Synchronized Scan preliminary results

From: Jeff Davis <pgsql(at)j-davis(dot)com>
To: pgsql-hackers(at)postgresql(dot)org
Subject: Synchronized Scan preliminary results
Date: 2006-12-10 22:18:49
Message-ID: 457C87C9.9010100@j-davis.com
Views: Raw Message | Whole Thread | Download mbox | Resend email
Thread:
Lists: pgsql-hackers

I posted a patch on -patches for reference.

The preliminary results I got against that patch are mixed.

I did 4 runs, each with an 11GB table on a machine with 1GB of RAM. Yes,
I know this is bad, consumer grade hardware, but it controls for
variables in the I/O layer (like the controller's read-ahead or I/O
scheduling) and simplifies the test. Each test was 4 threads doing two
iterations of a COUNT(*). The threads were started 1 minute apart. A
single-threaded COUNT(*) takes about 334 seconds.

My findings:
(1) In the test with shared_buffers=24MB, the plain 8.2 took 2227
seconds to complete all threads (each thread finished 2 scans in about
2100 seconds), whereas with my patch it took 901 seconds (about 721
seconds per thread).
(2) With shared_buffers=128MB, the plain 8.2 took 2842 seconds (about
2600 seconds per thread), whereas with my patch it took 899 (about 718
seconds per thread).

Conclusion from tests: First, my patch can be effective. Second, the
normal behavior is quite unpredictable itself: why did increasing
shared_buffers destroy the performance? It didn't seem like enough of an
increase to wipe out the OS buffer cache. Also, the scans were quite
stable within a test, there weren't wild variations from one scan to the
next.

Luke also provided me with results of his own, but he tested on much
better hardware (the patch he used is identical from a technical
standpoint, but may have some cosmetic differences):

"It uses five simultaneous scans as before, but this time the table is
120GB on a machine with 8GB of RAM. The data is stored on one non-raid
disk, so a single scan should take about 33 minutes.

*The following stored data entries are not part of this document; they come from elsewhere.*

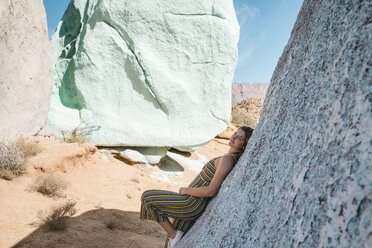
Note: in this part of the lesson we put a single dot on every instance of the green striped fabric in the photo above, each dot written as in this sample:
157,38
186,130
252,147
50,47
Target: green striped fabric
158,205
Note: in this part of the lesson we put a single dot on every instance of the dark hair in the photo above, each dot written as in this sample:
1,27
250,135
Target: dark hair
248,133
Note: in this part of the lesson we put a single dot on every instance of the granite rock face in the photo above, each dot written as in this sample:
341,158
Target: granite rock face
25,68
305,177
241,91
144,73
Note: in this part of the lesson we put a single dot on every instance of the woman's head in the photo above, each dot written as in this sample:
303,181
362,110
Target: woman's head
239,139
248,133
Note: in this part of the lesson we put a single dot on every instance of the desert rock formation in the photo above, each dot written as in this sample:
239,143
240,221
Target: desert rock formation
25,68
144,73
241,91
305,177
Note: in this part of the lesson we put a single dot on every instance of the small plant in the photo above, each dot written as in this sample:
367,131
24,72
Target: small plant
13,157
27,148
56,220
12,161
49,185
79,134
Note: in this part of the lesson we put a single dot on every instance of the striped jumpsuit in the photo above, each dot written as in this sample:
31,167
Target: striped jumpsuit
184,209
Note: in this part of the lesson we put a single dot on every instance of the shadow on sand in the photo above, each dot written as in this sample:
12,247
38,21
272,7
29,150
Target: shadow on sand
99,228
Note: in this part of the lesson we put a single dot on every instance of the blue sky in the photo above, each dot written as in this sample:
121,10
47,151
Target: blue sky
265,27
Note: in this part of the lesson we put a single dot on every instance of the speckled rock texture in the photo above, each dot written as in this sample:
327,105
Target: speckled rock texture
145,73
305,177
25,68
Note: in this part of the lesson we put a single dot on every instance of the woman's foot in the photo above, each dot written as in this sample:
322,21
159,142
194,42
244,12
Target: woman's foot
174,241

The scans are started 5 minutes apart, so the last scan would end in
about 3 hours if they were independent (they're not). 8.2 unmodified
runs the test in about 4 hours and 20 minutes. With the first patch, it
runs in about 5 hours and 30 minutes."

So, Luke experienced an actual slowdown.

I think that there is a lot of room for improvement over the
normal behavior. First, I think we can make the normal behavior more
predictable; and second, I think we can make the average case better
when the scans are larger than the available memory.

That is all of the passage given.